If updates not taking place (until your app resumes) due to a back press is a concern for your app then you can increase the frequency of sending these updates off.
Storing data locally would be a good idea following each change to make sure nothing is lost since you don't know if your app will get interrupted such as by a phone call.
You are able to intercept the back button which would allow you to handle notifying the user of pending updates being processed or requesting confirmation to defer transmission (say in the case of poor performing network location). Perhaps a visual queue in your UI would be helpful to indicate pending requests in your storage queue.
You may want to give some thought to the overall frequency of data updates in a typical usage scenario for your application and how intensely this would utilise the network connection. Depending on this you may want to balance frequency of updates with potential power consumption.
This may guide you on whether to fire updates off of field level changes, a timer when the queue isn't empty, and/or manipulating a different row of data among other possibilities.
General efficiency guidance with mobile network communications is to have larger and less frequent transmissions rather than a "chatty" or frequent transmissions pattern, however this is up to you to decide what is most applicable for your application.
You might want to look into something similar to REST or SOAP.
Each update, delete, add would send a request to the web service.
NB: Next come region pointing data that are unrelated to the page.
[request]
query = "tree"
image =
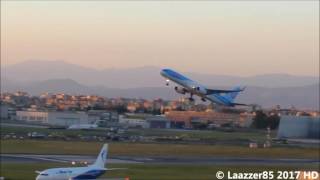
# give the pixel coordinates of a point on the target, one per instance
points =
(260, 120)
(273, 121)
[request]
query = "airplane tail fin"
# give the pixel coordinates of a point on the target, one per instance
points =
(232, 95)
(102, 157)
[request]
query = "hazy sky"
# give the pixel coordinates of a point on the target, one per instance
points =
(219, 37)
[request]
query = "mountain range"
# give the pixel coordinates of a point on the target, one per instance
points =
(269, 90)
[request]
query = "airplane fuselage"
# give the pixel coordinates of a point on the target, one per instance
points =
(72, 173)
(194, 87)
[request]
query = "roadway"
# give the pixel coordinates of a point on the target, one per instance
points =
(24, 158)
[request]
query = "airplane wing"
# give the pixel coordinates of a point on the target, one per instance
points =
(217, 91)
(240, 104)
(112, 169)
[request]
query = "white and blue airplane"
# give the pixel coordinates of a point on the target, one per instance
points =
(220, 97)
(74, 173)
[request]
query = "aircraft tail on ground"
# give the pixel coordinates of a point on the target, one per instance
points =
(232, 95)
(102, 157)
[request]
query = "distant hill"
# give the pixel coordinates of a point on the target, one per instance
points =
(32, 71)
(300, 97)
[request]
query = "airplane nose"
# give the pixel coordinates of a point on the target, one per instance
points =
(163, 73)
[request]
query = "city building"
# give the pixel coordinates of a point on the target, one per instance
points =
(4, 111)
(158, 122)
(103, 118)
(133, 122)
(299, 127)
(186, 119)
(53, 118)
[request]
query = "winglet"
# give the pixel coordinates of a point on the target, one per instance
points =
(102, 157)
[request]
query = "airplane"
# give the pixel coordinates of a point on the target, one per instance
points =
(74, 173)
(220, 97)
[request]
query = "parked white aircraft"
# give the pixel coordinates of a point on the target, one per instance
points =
(74, 173)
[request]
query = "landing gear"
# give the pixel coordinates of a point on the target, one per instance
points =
(191, 98)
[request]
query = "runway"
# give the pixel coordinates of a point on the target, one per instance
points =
(29, 158)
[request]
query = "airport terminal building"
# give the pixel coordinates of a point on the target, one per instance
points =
(53, 118)
(299, 127)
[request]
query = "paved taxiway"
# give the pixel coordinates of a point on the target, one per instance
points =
(23, 158)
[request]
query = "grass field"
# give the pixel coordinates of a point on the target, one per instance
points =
(137, 149)
(146, 171)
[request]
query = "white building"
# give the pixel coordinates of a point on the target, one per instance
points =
(4, 111)
(133, 123)
(53, 118)
(299, 127)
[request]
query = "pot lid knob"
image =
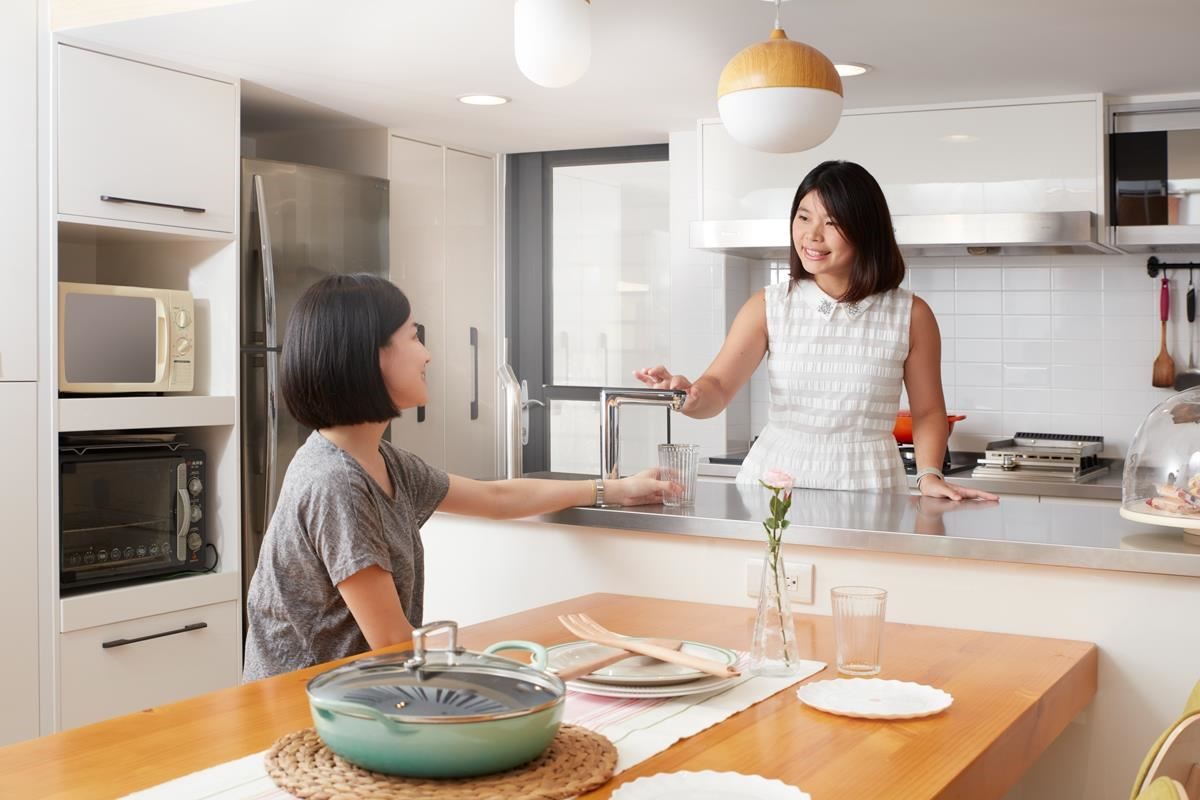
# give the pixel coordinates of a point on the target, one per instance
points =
(418, 659)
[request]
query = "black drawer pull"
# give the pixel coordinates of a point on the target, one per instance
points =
(119, 643)
(109, 198)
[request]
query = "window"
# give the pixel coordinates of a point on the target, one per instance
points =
(589, 233)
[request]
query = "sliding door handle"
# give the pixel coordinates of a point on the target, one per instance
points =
(474, 373)
(420, 336)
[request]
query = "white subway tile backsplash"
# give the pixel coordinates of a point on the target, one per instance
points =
(931, 280)
(1077, 278)
(1074, 328)
(978, 278)
(983, 326)
(978, 350)
(1026, 328)
(940, 302)
(978, 302)
(1031, 352)
(1026, 377)
(1026, 278)
(1061, 344)
(1075, 302)
(1074, 376)
(1026, 302)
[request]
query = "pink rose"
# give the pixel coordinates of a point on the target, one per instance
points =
(778, 479)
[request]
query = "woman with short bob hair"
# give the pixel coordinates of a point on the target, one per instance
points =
(841, 338)
(341, 569)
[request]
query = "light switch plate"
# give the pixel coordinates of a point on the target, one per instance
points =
(801, 576)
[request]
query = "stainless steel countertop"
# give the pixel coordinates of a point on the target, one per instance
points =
(1018, 529)
(1105, 487)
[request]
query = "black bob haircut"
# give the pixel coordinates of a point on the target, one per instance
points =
(330, 367)
(855, 200)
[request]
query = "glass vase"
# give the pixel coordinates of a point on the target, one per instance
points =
(774, 651)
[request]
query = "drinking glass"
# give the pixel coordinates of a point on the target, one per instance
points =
(678, 464)
(858, 629)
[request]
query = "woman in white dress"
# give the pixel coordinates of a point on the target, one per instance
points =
(840, 336)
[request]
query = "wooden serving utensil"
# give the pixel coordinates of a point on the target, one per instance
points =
(585, 627)
(588, 667)
(1164, 366)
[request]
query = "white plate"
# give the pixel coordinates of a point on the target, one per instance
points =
(707, 786)
(874, 698)
(699, 686)
(636, 671)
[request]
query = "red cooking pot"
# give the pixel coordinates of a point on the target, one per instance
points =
(903, 431)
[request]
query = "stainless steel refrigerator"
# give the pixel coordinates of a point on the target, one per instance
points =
(299, 223)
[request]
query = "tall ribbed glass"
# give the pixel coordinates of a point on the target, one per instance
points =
(678, 464)
(858, 627)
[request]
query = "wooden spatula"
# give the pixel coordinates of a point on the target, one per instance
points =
(588, 667)
(1164, 366)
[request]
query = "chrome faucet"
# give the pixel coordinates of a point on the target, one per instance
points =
(611, 400)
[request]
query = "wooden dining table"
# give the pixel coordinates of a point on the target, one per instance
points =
(1013, 695)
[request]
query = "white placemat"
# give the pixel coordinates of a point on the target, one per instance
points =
(639, 728)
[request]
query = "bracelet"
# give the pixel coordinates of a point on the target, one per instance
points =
(928, 470)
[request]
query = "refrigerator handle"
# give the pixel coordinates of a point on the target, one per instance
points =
(264, 245)
(420, 336)
(273, 349)
(474, 373)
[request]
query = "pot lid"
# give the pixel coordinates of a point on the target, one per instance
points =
(423, 685)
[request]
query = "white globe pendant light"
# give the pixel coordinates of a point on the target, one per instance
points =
(779, 95)
(552, 40)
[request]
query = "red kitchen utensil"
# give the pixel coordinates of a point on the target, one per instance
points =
(1164, 366)
(903, 429)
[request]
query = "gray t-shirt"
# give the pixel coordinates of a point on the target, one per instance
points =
(333, 519)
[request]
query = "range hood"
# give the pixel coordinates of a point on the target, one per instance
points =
(942, 234)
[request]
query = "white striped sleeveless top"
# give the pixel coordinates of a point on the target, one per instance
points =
(835, 371)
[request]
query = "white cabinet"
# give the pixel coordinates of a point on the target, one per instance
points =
(18, 561)
(18, 203)
(443, 257)
(144, 144)
(1008, 157)
(127, 666)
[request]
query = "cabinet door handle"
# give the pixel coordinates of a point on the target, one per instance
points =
(190, 209)
(474, 373)
(121, 643)
(420, 336)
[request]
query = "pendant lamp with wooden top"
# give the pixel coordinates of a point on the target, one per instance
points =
(779, 95)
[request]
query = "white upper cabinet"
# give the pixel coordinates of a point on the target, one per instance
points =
(144, 144)
(18, 203)
(1012, 157)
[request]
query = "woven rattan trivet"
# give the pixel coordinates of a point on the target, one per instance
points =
(577, 761)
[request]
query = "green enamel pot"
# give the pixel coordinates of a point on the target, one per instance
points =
(439, 713)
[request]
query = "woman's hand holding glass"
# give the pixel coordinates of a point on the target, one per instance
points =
(640, 488)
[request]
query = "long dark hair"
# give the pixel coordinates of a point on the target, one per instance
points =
(856, 202)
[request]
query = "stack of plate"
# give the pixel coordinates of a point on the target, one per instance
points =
(641, 675)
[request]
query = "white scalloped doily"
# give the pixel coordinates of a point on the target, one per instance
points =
(874, 698)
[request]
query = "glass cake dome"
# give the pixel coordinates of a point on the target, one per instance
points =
(1161, 485)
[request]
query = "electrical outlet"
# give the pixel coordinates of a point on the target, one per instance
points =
(799, 579)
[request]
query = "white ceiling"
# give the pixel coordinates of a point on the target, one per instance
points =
(655, 62)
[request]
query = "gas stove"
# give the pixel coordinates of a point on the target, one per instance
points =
(1055, 457)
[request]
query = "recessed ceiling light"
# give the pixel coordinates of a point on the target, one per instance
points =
(851, 70)
(484, 100)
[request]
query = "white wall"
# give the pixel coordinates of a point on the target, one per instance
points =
(1056, 343)
(1134, 619)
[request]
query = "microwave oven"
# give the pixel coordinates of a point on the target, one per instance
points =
(117, 340)
(130, 513)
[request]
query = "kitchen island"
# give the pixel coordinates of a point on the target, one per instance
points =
(1012, 697)
(1068, 569)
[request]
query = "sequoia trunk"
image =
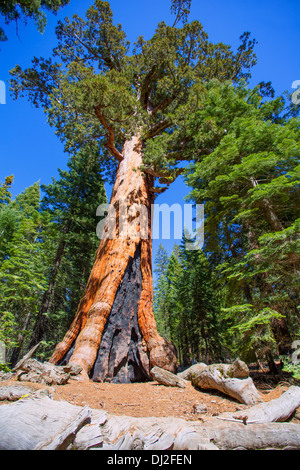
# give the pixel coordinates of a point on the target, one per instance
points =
(114, 336)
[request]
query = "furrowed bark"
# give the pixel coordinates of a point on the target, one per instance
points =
(120, 285)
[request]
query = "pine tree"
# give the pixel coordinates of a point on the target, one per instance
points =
(22, 9)
(250, 186)
(72, 201)
(22, 273)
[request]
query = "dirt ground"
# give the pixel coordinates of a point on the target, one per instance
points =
(150, 399)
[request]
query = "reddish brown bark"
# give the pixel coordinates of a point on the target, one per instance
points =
(81, 343)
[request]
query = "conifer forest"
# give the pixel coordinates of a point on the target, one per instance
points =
(81, 280)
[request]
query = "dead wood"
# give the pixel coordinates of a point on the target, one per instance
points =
(63, 438)
(219, 377)
(279, 409)
(165, 377)
(47, 424)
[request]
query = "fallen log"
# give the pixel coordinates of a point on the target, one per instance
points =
(25, 358)
(215, 377)
(63, 438)
(14, 392)
(48, 424)
(280, 409)
(29, 422)
(165, 377)
(195, 369)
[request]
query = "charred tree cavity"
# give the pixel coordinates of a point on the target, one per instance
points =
(114, 334)
(122, 356)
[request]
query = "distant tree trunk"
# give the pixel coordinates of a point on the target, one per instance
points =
(40, 323)
(279, 326)
(114, 335)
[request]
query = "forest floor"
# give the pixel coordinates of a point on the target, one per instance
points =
(152, 399)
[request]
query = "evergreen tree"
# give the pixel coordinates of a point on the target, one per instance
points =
(186, 306)
(13, 10)
(134, 106)
(22, 273)
(250, 186)
(72, 201)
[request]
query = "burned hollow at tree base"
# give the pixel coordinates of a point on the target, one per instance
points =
(122, 356)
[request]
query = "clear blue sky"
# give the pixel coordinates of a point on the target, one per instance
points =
(29, 148)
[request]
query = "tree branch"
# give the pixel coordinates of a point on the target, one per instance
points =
(110, 145)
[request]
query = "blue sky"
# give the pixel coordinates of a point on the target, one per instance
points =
(29, 148)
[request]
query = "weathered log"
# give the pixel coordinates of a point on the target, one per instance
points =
(25, 358)
(195, 369)
(28, 423)
(14, 392)
(165, 377)
(215, 377)
(63, 438)
(46, 373)
(279, 409)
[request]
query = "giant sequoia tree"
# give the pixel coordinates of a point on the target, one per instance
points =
(95, 87)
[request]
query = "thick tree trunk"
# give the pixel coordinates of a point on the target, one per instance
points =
(114, 334)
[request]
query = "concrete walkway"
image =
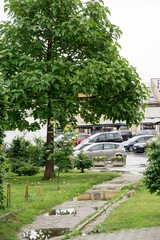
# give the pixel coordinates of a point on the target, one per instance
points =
(133, 234)
(84, 209)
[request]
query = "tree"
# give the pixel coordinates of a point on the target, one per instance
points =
(53, 50)
(152, 172)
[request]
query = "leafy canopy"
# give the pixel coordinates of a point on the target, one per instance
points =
(53, 50)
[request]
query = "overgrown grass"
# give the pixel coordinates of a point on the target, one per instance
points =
(141, 210)
(42, 196)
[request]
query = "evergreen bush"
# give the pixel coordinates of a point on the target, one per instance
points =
(152, 172)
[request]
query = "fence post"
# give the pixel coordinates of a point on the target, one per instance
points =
(8, 195)
(26, 193)
(40, 189)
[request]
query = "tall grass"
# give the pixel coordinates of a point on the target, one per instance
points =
(141, 210)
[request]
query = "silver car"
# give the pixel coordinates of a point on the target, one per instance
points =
(108, 149)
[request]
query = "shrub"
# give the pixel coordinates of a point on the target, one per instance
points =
(152, 172)
(82, 161)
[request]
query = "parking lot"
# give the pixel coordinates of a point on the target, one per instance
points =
(135, 163)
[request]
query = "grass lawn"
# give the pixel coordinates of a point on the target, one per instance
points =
(141, 210)
(42, 195)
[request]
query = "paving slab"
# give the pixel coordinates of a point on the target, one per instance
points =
(82, 208)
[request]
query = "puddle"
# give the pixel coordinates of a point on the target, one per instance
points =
(65, 211)
(45, 234)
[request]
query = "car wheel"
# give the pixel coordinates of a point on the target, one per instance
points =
(130, 148)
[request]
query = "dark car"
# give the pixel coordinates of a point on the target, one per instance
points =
(81, 137)
(141, 147)
(147, 132)
(128, 145)
(125, 133)
(112, 136)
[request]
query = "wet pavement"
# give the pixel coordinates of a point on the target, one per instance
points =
(133, 172)
(82, 209)
(131, 234)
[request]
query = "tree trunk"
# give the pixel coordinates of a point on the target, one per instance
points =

After the request is fulfilled, the web service sends a message back to the Phone application.
Since you want to keep this simple on the Phone application, you would send a URL to the web service, and the web service would respond with a simple message you can easily parse.
Something like this:
http://webservice?action=update&id=10345&data=...
With a reply of:
Update 10345 successful
The id number is just an incrementing sequence to identify the request / response pair.
There is the Microsoft Sync Framework recently released and discussed some weeks back on DotNetRocks. I must admit I didnt consider this till I read your comment.
I've not looked into the sync framework's dependencies and thus capability for running on the wp7 platform as yet, but it's probably worth checking out.
Here's a link to the framework.
And a link to Carl and Richard's show with Lev Novik, an architect on the project if you're interested in some background info. It was quite an interesting show.